Review No. 383
The Bottom Line: Frightening. Weird. Demented. In two words, David Lynch.
Directed by: David Lynch
Written by: David Lynch
Dorothy Vallens: Isabella Rossellini
Jeffrey Beaumont: Kyle Maclachlan
Frank Booth: Dennis Hopper
Sandy Williams: Laura Dern
Also Starring: Dean Stockwell, Frances Bay, George Dickerson, Hope Lange, Priscilla Pointer
Distributed by De Laurentiis Entertainment Group on September 19, 1986. Produced in the English by the United States. Runs 121 minutes. Rated R by the MPAA (graphic violence; nudity; strong sexual content; profanity; substance abuse).
Blue Velvet was watched on January 4, 2013.
“She wore Blue Velvet
Bluer than velvet was the night
Softer than satin was the light…”
Blue Velvet is a chilling, perturbing, and macabre thriller. Starting up, this seems a harmless drama, touched lightly by elements of romance and crime. Then the true David Lynch takes action, and now it’s a morbid psychodrama with elements of romance and crime that are equally brutal, equally disturbed, equally unpredictable.

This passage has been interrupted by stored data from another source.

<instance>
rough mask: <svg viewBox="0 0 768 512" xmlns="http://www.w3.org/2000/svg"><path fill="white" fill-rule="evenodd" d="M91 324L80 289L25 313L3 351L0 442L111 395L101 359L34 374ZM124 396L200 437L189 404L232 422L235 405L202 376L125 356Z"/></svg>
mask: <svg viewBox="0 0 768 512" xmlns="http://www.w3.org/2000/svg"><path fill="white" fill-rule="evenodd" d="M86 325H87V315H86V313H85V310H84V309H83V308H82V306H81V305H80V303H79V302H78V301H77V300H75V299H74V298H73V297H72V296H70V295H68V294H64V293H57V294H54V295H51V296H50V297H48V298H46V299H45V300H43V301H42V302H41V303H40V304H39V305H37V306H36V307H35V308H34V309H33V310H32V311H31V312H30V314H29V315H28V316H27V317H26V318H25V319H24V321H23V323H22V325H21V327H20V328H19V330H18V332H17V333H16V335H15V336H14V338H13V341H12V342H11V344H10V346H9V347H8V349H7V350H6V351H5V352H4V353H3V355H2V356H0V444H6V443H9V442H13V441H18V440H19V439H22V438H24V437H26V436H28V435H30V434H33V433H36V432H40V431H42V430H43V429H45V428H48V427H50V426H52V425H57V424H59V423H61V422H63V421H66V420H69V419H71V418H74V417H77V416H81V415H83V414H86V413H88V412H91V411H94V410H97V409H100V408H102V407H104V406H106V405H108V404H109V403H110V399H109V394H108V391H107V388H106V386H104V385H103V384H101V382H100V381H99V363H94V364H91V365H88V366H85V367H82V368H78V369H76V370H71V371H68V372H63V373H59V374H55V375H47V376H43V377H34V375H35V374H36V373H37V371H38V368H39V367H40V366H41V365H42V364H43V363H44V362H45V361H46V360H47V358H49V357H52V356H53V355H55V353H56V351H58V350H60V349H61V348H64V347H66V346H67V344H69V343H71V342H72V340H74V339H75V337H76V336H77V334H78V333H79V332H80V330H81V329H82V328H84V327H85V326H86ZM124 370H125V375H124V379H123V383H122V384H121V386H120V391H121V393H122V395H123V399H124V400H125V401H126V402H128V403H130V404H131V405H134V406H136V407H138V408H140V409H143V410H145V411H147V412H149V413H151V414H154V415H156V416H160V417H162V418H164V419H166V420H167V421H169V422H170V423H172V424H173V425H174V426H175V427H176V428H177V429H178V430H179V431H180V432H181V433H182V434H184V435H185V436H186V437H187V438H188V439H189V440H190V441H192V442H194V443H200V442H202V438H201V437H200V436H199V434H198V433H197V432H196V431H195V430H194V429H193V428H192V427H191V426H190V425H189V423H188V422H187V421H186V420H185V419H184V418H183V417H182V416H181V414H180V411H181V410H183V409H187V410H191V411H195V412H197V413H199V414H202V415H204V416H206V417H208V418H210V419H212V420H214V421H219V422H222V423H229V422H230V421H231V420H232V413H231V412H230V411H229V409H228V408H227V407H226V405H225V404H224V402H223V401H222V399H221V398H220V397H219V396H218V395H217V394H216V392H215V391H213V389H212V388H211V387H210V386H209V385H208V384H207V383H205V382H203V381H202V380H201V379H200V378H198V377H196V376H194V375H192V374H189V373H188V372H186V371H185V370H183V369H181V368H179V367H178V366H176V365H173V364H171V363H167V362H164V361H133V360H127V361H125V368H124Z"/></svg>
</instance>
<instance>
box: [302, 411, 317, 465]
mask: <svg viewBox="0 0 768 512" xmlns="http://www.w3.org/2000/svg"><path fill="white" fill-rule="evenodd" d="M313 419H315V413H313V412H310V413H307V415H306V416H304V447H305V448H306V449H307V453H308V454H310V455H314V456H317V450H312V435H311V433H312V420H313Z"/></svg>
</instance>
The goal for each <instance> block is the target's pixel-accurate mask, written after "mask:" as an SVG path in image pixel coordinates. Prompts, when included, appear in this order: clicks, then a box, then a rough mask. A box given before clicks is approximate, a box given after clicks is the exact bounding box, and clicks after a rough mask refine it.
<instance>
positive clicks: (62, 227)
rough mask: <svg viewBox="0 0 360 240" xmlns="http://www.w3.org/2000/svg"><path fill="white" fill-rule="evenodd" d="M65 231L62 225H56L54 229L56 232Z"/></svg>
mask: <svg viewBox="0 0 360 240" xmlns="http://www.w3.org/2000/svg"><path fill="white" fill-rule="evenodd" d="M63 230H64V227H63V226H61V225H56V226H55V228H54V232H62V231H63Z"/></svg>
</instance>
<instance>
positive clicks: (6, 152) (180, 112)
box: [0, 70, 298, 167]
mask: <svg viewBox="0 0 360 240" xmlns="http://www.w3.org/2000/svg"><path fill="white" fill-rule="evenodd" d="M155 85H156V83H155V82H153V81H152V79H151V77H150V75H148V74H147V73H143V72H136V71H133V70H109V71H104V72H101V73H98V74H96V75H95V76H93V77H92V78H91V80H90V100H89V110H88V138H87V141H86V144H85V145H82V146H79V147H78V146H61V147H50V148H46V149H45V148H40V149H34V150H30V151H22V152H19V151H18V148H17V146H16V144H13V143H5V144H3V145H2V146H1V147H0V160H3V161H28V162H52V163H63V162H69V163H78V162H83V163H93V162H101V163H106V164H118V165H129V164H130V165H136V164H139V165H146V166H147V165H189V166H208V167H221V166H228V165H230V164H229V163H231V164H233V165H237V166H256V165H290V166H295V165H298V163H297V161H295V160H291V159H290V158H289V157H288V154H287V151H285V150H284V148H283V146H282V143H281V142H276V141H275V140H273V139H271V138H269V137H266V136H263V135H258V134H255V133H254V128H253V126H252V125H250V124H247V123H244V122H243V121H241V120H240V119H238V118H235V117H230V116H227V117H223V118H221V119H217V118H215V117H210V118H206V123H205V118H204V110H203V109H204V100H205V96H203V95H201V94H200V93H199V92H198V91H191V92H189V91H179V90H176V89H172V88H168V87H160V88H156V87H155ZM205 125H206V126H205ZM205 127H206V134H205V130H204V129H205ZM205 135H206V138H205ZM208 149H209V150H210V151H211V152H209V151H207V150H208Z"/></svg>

It’s no secret that I’m a fan of his work; that I’m a recent inductee to the world of his intoxicating cult appeal; that I’m well into the second season of his crime-cum-supernatural TV saga Twin Peaks. Lynch’s consistency, however, makes this an equally mind-blowing criminal complex. He’s the cinematic embodiment of both genius and insanity, leaving no loose ends on either spectrum and tying them rather finely into one whole.
Before fifteen minutes have passed, and without giving even the most buried omen, he’s already spinning a graphic, twisted murder mystery. First it’s about the discovery of a severed ear, which leads to the possibilities of murder; then it’s about a detective’s obsession with a bipolar rhythm-and-blues singer/nymphomaniac, who has been thought to have certain aspects of involvement with the crime; then it’s about her increasing mania.
What’s most amazing—among the several hundred other factors that place directly below—about Blue Velvet is how rationally and all the more shockingly all those events are tied together in the end.
Blue Velvet is a definition of style. I do love Federico Fellini’s 8½ as well as Luis Buñuel’s Un chien andalou, but just the symbolism of a single element (blue velvet), the way David Lynch proposes it, decimates just about any figurative intrigue in those two avant-garde masterpieces.
What’s even better is the cinematography. Most, if not all of the scenes set in the murderess’s apartment feature dimly lit point-of-view shots from the eyes of our detective, as he stares at her from inside a closet. It’s a voyeuristic style popularized by Alfred Hitchcock in films such as Psycho and Rear Window; David Lynch’s resurrection is much appreciated. Every now and then, the sensation of an approaching figure delivers an uneasy notion of fear.
Undoubtedly, Blue Velvet is strange in every unconventional sense of the word. Its graphic, psychotic, often paranoid look at humanity makes it difficult to watch (not that it doesn’t demand attention). But those same descriptors are also just why this thriller is so intensely and morbidly realistic, as if stranger than fiction.